The Saturn was a joke. I had fun playing Virtua Cop and Fighters Megamix, but it was quite obvious that the PlayStation and N64 had far more innovative games and were way more fun.

Then along came the Dreamcast. It looked beautiful, obviously. But the games also just looked like a lot of fun. I preordered the thing to get Powerstone and Sonic Adventure, and then fell in love with Soul Calibur and NFL2K. I loved the thing like it was my baby. From Crazy Taxi to Jet Grind Radio to Skies of Arcadia. The system was pushing out games better looking than anything on the PSX or N64, and the games were not only a ton of fun but really innovated.

And, shockingly enough, the system was actually flying off the shelves. Fueled in no small part by the media hype surrounding Soul Calibur and Crazy Taxi, gamers were actually buying the DC with many games to go with it. Could Sega actually make a successful system again after the ill-fated Saturn?

Not if EA had anything to do with it. When Sony entered the market in 1995, they made games mainstream for the first time ever. They had a wider assortment of games than ever before, and, with clever marketing and budget priced titles, the relatively niche, nerdy hobby of gaming was finally embraced by the masses. The Nintendo 64 helped spurn this new love with the best multiplayer games ever seen on a home console. From Goldeneye and Perfect Dark to the beloved Super Mario Kart, if you wanted to get together with some friends and play games, Nintendo was the place to be.

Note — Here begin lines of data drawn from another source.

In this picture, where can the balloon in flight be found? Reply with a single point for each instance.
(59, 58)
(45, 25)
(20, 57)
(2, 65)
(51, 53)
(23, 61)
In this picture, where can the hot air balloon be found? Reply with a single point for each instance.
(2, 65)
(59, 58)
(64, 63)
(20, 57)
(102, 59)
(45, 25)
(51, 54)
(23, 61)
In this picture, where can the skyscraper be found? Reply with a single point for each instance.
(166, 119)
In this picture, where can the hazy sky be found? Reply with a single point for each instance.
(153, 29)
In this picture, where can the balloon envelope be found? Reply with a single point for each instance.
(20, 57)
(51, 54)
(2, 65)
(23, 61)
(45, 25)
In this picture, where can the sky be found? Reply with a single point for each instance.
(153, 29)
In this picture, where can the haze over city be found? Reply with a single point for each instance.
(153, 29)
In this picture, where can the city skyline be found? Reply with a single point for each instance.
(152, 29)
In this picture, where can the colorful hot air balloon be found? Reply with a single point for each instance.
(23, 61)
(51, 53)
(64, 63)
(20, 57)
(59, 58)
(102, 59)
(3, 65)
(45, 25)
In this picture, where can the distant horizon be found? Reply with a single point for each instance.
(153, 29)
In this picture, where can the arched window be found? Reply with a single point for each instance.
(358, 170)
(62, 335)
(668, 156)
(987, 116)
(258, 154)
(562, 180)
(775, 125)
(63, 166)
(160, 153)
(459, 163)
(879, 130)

For the first time ever, the mainstream was finally deciding what games were going to make money and, therefore, what games companies were going to make.

As many of you might know, the most popular genre among the general public is sports. Specifically, football. And, to be even more specific, John Madden Football.

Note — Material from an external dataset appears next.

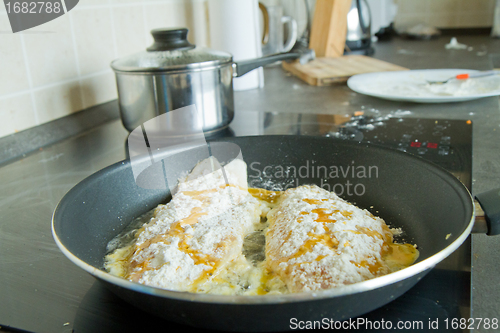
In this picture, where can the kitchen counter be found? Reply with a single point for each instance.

There was no Madden Football on the Dreamcast.

EA wrote the obituary for the DC in America. If you don't have EA on your side, you will not succeed. It's as simple as that. As good as NFL2K was on the Dreamcast, it didn't have any name recognition with the general public. Ever after Sega teamed up with ESPN, the public still refused to buy it. "We don't want to change" they yelled, "We want Madden."

The PS2 came out with marginally better graphics, 2 fewer controller ports, no VMU and no built in online support, and blew the DC out of the water. Gamers were flocking to shallow 2D brawlers like The Bouncer and pseudo 3D fighters with 5-year-old gameplay like Tekken Tag Tournament over the far more innovative and fun Dreamcast games. EA teamed up with Sony, though.

And now the Dreamcast is dead. And I cry.

But EA is still going strong. And EA, like a Cougar, is still teamed up with the leader in the market place. The Xbox is a great system with a strong collection of exclusive titles, not to mention the best graphics and the only system with a built in hard drive and Internet support out of the box. They are the only system out right now with an online infrastructure built and maintained by one entity. Yet EA refuses to support XBox Live, instead they continue to suck Sony's teat making inferior online games on the PS2.

Yes, I am very bitter. EA buys companies and churns out rehashes of games every year. No, their games aren't bad, but they aren't that good either. EA is the 2nd largest publisher in the world, 2nd only to Nintendo, yet they have no GREAT games in their library. They have no Metroids or Sonics. No Chrono Triggers or Herzog Zweis. EA is a company that uses licenses created by other companies to sell their games. EA is what is wrong with the industry.

And this is not just talk. The most recent EA game in my collection is Madden '94 for the SNES. I refuse to buy any game they "make" or publish. Fuck EA.